Wednesday, 1 October 2014

Review of Jasper Johns: Regrets at the Courtauld Gallery

01/10/14
Jasper Johns: Regrets
Courtauld Gallery, London
12 September – 14 December 2014

This small but hugely powerful exhibition of work by Jasper Johns (b1930) is the second in the Courtauld’s new series of shows by contemporary artists who speak to a longer history of art. The 10 works selected might be seen not only to summarise the oeuvre of Johns himself, demonstrating many of his known methods and stylistic marks, but also to tell a wider story of art and artists, their processes and interactions, and, more broadly, a prescient – and Old Masterly – tale of life and death.

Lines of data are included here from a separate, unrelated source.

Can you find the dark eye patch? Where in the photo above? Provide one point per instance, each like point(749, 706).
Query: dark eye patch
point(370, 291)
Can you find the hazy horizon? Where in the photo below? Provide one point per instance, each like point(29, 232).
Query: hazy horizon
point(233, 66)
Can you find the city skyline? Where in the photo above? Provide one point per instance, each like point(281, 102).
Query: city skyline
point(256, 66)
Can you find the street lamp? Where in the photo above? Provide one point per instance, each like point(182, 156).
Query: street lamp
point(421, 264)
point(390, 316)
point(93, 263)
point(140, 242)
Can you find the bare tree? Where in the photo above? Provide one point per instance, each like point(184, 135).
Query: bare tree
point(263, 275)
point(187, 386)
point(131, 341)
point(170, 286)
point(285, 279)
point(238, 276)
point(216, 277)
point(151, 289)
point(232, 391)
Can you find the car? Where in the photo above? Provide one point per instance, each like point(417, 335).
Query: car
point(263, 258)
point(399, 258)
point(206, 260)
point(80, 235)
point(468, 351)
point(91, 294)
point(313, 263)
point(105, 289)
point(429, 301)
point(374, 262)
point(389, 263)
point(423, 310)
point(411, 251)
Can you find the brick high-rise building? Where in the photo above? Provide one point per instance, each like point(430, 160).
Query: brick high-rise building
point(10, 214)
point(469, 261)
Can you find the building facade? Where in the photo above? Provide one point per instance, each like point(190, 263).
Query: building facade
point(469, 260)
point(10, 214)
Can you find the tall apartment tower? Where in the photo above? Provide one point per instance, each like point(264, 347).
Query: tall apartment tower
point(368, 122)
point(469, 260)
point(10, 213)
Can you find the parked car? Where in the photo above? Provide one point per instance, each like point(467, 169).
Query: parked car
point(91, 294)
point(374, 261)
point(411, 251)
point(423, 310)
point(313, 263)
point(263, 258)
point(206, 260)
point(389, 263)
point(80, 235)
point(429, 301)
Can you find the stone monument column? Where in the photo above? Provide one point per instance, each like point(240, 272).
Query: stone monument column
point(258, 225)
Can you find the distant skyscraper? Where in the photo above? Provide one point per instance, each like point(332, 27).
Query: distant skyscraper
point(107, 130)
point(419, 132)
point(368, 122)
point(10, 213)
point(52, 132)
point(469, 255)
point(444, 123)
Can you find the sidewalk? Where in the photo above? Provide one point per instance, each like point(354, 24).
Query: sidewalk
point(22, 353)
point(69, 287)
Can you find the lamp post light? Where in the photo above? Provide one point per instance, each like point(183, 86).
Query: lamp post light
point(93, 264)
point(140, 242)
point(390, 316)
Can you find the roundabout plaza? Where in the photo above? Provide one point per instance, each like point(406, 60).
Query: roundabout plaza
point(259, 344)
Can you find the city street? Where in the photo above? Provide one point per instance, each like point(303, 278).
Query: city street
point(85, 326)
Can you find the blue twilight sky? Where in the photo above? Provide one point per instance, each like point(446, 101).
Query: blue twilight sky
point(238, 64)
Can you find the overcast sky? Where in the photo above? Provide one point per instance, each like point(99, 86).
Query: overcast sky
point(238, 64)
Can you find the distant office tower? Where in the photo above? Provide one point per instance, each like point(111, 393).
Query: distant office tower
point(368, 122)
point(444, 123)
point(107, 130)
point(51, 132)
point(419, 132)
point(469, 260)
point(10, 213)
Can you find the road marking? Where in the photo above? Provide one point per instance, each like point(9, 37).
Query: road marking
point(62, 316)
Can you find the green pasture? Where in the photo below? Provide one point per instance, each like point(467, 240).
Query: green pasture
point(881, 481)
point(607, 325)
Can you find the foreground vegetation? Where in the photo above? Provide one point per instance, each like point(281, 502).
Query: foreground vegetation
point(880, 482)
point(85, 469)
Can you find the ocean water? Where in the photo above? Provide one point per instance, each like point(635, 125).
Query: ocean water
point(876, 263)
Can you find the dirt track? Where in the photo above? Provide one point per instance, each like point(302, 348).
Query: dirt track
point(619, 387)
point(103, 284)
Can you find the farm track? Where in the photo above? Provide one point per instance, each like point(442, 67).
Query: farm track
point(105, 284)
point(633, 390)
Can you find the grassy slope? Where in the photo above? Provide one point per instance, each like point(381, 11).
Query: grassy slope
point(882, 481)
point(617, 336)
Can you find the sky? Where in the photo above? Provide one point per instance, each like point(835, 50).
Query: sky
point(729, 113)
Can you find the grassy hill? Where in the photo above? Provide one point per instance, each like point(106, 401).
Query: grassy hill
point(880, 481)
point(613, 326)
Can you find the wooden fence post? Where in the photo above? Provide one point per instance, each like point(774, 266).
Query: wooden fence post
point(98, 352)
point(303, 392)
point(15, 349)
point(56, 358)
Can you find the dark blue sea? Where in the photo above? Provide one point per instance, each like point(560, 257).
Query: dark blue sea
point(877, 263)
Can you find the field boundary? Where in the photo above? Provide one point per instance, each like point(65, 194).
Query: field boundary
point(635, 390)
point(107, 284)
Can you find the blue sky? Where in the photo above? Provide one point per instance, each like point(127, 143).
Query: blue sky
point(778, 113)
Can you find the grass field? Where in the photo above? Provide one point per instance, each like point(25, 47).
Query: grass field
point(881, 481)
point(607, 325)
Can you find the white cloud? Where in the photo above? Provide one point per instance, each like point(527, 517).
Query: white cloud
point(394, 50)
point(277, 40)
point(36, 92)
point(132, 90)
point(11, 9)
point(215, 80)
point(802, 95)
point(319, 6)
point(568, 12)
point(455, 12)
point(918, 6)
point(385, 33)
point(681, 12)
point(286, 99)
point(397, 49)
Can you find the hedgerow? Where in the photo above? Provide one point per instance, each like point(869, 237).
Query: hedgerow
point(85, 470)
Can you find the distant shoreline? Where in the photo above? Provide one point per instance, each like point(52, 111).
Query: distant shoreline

In the early summer of 2012, Johns was sent a Christie’s auction catalogue for the sale of Francis Bacon’s Study for Self-Portrait (1964). In it was a full-page reproduction of a photograph by John Deakin, showing Lucian Freud posing on a cheap bedstead in Bacon’s studio. Bacon had, unusually, used this photograph as the starting point for his self-portrait. Johns became entranced by the image, which, in its reproduced form, had heavy black areas where Bacon had folded and torn the original, and where the copiers had placed the damaged original on a backing sheet, and thick, wiggly lines, where he had creased it. For the next 18 months, Johns worked solely with this image, creating and recreating numerous versions in pencil, pastel, watercolour, charcoal, ink on mylar, oil on canvas and etchings with numerous state proofs. All but the etchings are on display here.